Szwecja, emigracja, północ, Piteå, Norrbotten, Laponia

piątek, 16 czerwca 2017

W oczekiwaniu na zachód słońca

Szwedzi spędzają latem najchętniej czas w swoich domkach letniskowych (sommarstuga). Zabraliśmy więc tandem na wycieczkę za miasto do naszego domku.
Zjedliśmy kolację, a teraz czekamy na zachód słońca.
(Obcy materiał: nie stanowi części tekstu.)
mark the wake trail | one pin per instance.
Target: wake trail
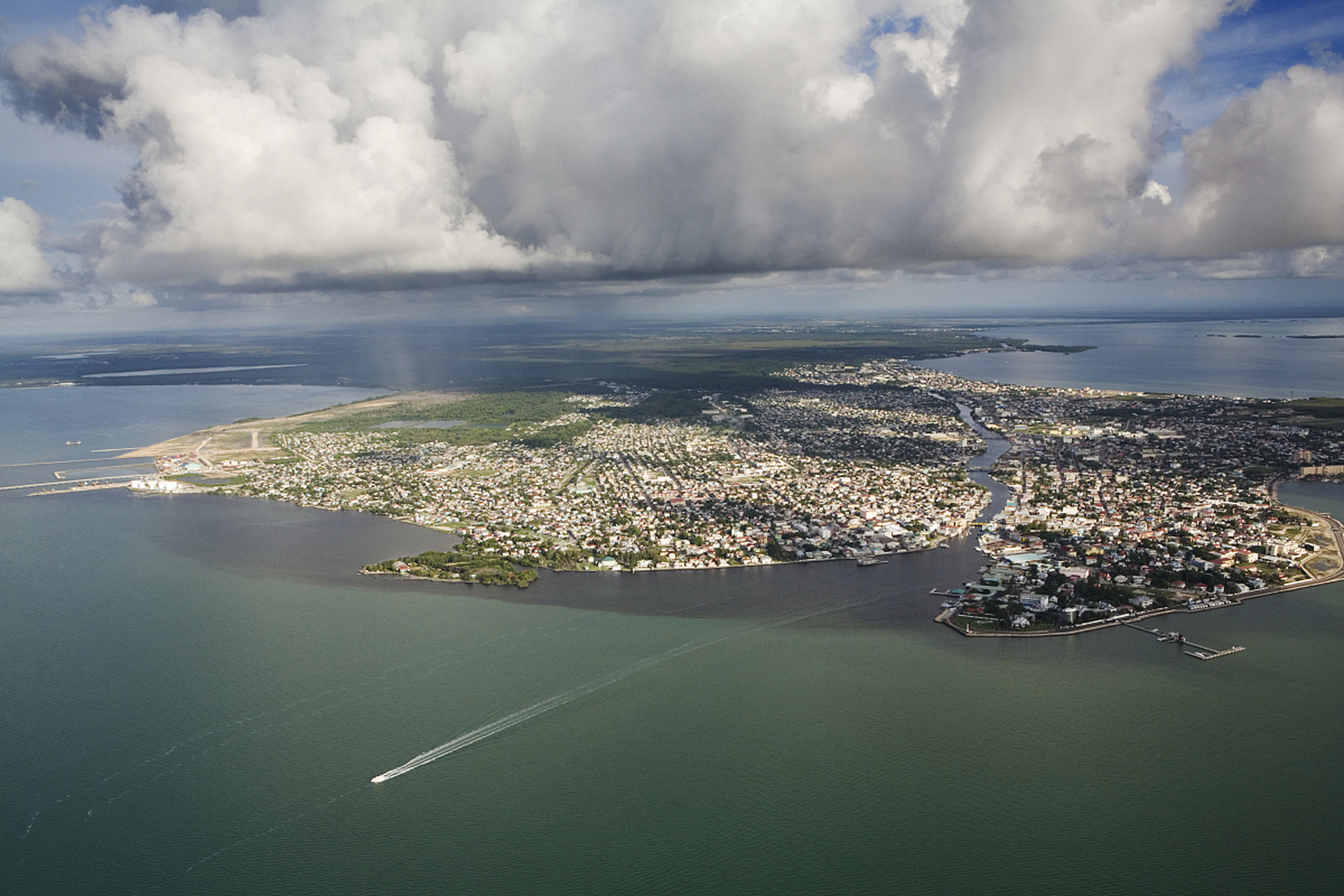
(492, 729)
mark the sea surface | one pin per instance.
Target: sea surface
(195, 692)
(1243, 358)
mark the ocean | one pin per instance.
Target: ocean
(1243, 358)
(195, 692)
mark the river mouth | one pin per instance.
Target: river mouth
(819, 594)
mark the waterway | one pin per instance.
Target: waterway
(195, 692)
(1246, 358)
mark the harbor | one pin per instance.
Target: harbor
(1199, 652)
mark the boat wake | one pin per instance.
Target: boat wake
(492, 729)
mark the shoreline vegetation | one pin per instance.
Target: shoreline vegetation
(1121, 505)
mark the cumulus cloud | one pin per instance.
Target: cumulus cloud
(398, 141)
(22, 266)
(1269, 174)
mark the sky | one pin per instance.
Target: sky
(850, 153)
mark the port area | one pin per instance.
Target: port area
(1199, 652)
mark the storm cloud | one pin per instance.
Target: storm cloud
(332, 141)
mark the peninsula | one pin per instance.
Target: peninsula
(1119, 507)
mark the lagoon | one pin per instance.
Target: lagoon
(195, 691)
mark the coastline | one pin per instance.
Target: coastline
(1335, 527)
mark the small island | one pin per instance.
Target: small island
(1119, 505)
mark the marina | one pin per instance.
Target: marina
(1199, 652)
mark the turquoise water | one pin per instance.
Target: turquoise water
(194, 695)
(1200, 358)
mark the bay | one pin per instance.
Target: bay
(1243, 358)
(195, 691)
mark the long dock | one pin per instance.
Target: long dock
(1200, 652)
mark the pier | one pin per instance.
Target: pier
(1199, 652)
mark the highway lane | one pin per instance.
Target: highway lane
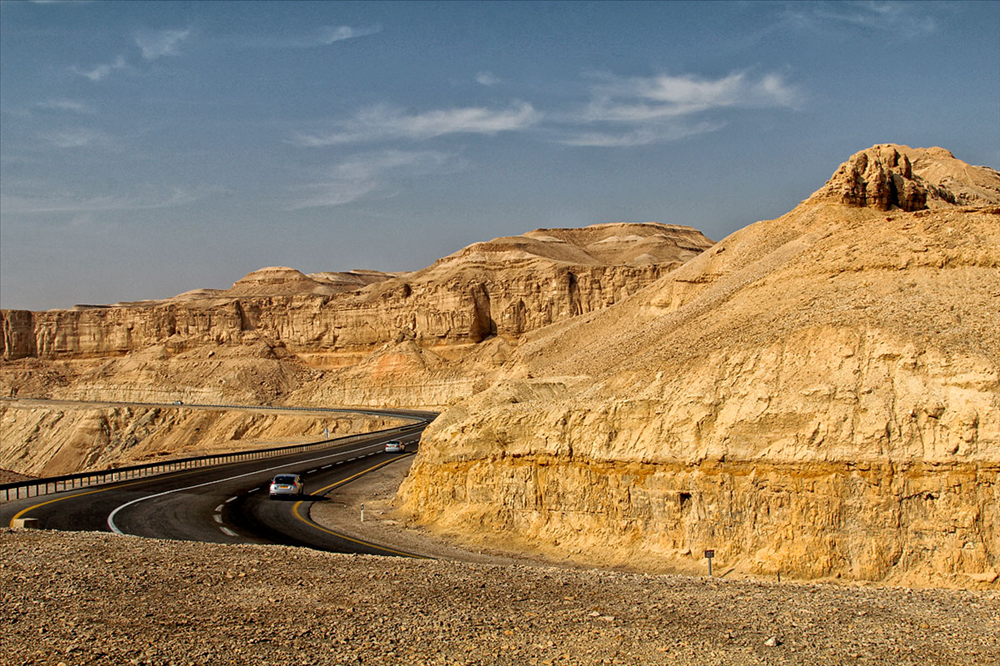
(221, 504)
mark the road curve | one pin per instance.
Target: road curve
(220, 504)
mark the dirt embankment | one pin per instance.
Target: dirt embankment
(87, 598)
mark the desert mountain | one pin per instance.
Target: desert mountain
(815, 395)
(358, 338)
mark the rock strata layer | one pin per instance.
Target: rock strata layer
(816, 395)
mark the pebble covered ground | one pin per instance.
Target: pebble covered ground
(95, 598)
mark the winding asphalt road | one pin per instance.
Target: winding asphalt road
(221, 504)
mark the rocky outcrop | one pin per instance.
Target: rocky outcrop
(503, 288)
(816, 395)
(889, 176)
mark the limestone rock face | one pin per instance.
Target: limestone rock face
(505, 288)
(816, 395)
(889, 176)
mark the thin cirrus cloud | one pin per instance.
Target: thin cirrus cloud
(322, 36)
(488, 79)
(382, 123)
(67, 105)
(642, 110)
(157, 44)
(908, 19)
(362, 175)
(146, 199)
(100, 72)
(78, 137)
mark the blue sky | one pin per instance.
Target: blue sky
(151, 148)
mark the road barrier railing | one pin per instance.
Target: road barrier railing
(55, 484)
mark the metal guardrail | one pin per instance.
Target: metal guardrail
(56, 484)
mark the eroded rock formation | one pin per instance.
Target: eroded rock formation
(816, 395)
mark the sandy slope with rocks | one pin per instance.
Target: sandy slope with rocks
(816, 394)
(89, 598)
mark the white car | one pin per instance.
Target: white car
(286, 484)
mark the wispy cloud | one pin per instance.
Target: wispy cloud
(67, 105)
(147, 198)
(381, 122)
(361, 175)
(78, 137)
(157, 44)
(908, 19)
(321, 36)
(488, 79)
(641, 110)
(100, 72)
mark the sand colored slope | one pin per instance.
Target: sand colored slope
(816, 394)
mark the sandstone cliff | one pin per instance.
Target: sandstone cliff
(500, 289)
(816, 395)
(420, 339)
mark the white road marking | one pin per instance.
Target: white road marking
(111, 517)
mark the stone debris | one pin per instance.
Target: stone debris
(94, 598)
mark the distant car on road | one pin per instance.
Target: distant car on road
(286, 484)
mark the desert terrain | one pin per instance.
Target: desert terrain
(814, 396)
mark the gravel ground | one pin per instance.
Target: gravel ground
(95, 598)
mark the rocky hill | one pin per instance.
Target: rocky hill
(816, 395)
(421, 339)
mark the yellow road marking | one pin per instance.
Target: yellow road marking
(310, 523)
(92, 492)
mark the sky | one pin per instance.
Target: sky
(151, 148)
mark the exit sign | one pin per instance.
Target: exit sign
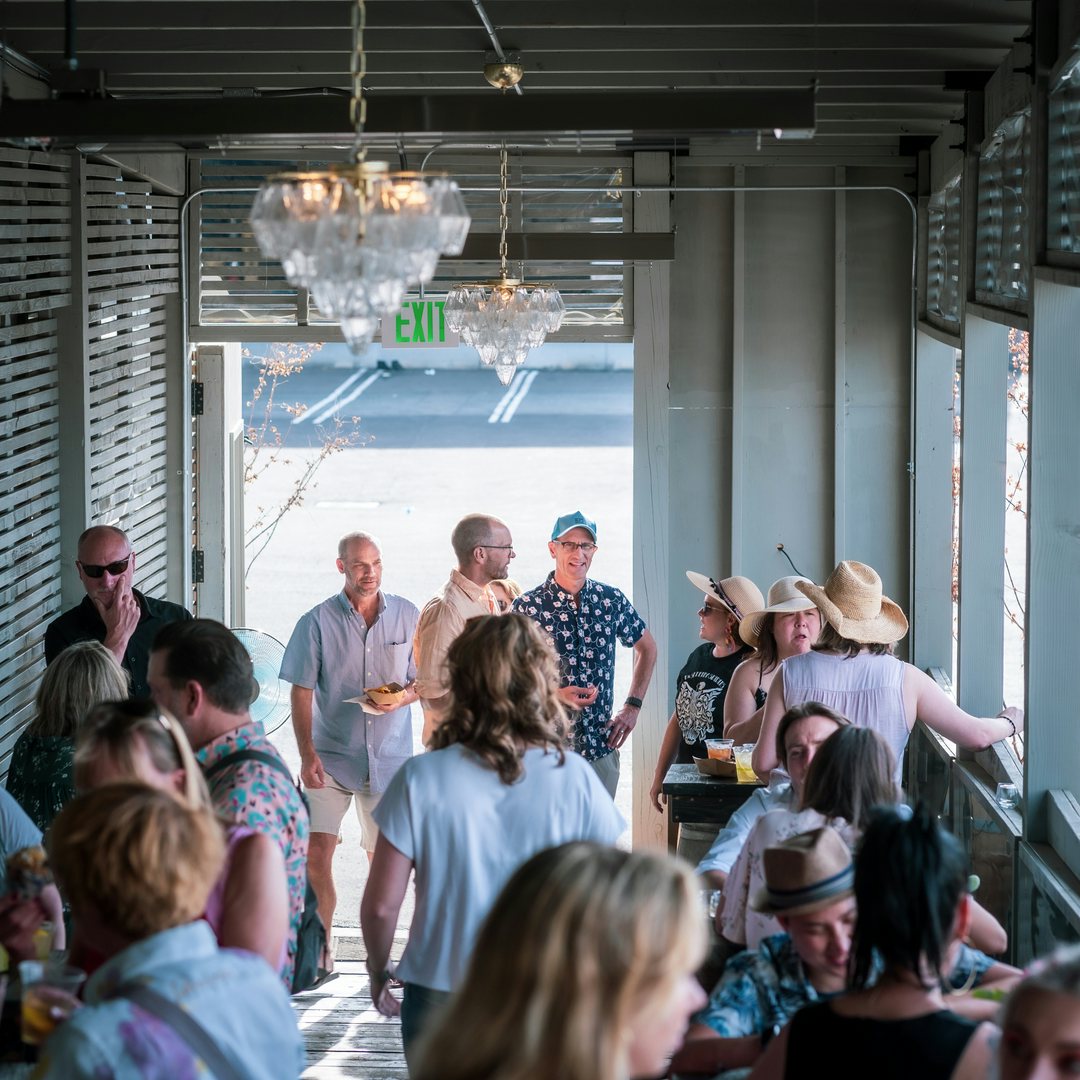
(417, 324)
Słonce chowa się za horyzont na ok. godzinę. Na razie jest 23.00 i jest całkiem widno.
Postanowiliśmy trochę zaszaleć i posunąć się o krok dalej, niż zwykle jeśli chodzi o przebywanie na świeżym powietrzu.
Nie wiem, czy ptaki dadzą nam zasnąć, ale fajnie leżeć pod dachem nieba ;) 

p.s.
rano obudził mnie dziwny dźwięk i spadające na mnie kawałeczki kory...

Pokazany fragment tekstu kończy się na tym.